The dashed components in the drawings represent optional.
Detailed Description
The technical solutions in the embodiments of the present invention will be clearly and completely described below with reference to the drawings in the embodiments of the present invention, and it is obvious that the described embodiments are some, not all, embodiments of the present invention. All other embodiments, which can be derived by a person skilled in the art from the embodiments given herein without making any creative effort, shall fall within the protection scope of the present invention.
The terms "first," "second," "third," and "fourth," etc. in the description and claims of the invention and in the accompanying drawings are used for distinguishing between different objects and not for describing a particular order.

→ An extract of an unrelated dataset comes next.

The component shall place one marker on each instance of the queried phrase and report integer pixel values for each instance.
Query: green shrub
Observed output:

Furthermore, the terms "include" and "have," as well as any variations thereof, are intended to cover non-exclusive inclusions. For example, a process, method, system, article, or apparatus that comprises a list of steps or elements is not limited to only those steps or elements listed, but may alternatively include other steps or elements not listed, or inherent to such process, method, article, or apparatus. The "/" herein may mean "or".

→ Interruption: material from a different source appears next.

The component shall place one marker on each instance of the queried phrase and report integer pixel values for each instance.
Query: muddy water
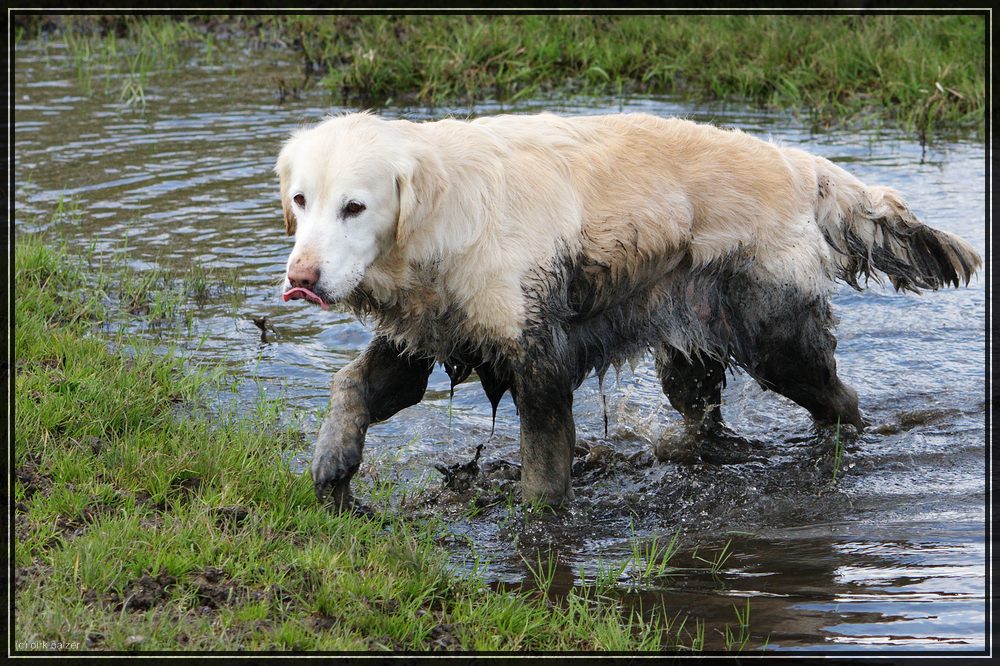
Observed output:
(891, 555)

Reference herein to "an embodiment" means that a particular feature, structure, or characteristic described in connection with the embodiment can be included in at least one embodiment of the invention. The appearances of the phrase in various places in the specification are not necessarily all referring to the same embodiment, nor are separate or alternative embodiments mutually exclusive of other embodiments. It is explicitly and implicitly understood by one skilled in the art that the embodiments described herein can be combined with other embodiments.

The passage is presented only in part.